Aber auch die hegemoniale Sanktionspolitik des Westens ist, wie von der UN und den Ländern des globalen Südens vielfach eingefordert, sofort zu beenden. Diese Sanktionspolitik produziert verhererende weltweite soziale Verwerfungen mit oft tödlichen Folgen, insbesondere in den ärmeren Ländern, aber auch für unsere eigenen Bevölkerungen. Die Forderung nach Stopp der Sanktionen ist für Linke ein Mindestmaß an internationalistischer Pflicht ebenso wie ein klares Statement gegen das aktuellle Massentöten in GAZA!
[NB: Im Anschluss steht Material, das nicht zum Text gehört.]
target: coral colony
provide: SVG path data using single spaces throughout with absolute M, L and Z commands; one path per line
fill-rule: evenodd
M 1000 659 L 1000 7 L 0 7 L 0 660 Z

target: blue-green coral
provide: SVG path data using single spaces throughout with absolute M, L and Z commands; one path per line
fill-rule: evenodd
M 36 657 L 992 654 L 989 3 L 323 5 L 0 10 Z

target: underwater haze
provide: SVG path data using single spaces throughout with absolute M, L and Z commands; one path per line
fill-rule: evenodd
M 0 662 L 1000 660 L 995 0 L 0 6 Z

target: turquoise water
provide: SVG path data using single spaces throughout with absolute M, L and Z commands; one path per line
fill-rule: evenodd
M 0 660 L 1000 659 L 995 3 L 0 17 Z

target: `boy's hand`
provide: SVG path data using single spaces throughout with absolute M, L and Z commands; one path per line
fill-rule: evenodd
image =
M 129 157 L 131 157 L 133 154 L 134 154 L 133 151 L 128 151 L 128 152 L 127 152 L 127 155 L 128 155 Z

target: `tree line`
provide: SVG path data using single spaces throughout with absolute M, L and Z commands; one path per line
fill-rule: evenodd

Um dem Kriegsgeschehen wirkungsvoll entgegentreten zu können ist eine große Massenbewegung notwendig!

Was wir uns wünschen ? Eine große gemeinsame Kundgebung vor dem Kanzleramt mit anschliessender Demonstration, die den Protest gegen den Krieg wirklich sichtbar macht. Was wir für notwendig halten? Eine große Massenbewegung mit Hunderttausenden, um dem eingeschlagenen Militarisierungs- und Kriegsskurs entgegenzutreten. Dazu sollten wir uns gemeinsam um die folgenden Kernforderungen scharen:

  • bedingsungsloser Waffenstillstand jetzt!
  • sofortiger Stopp aller Waffenlieferungen sowie aller weiteren Eskalationsmassnahmen!
  • Schluss mit dem Militarisierungs- und Aufrüstungskurs! Sondervermögen für Gesundheit, Bildung, Soziales und Klimagerechtigkeit statt fürs Militär!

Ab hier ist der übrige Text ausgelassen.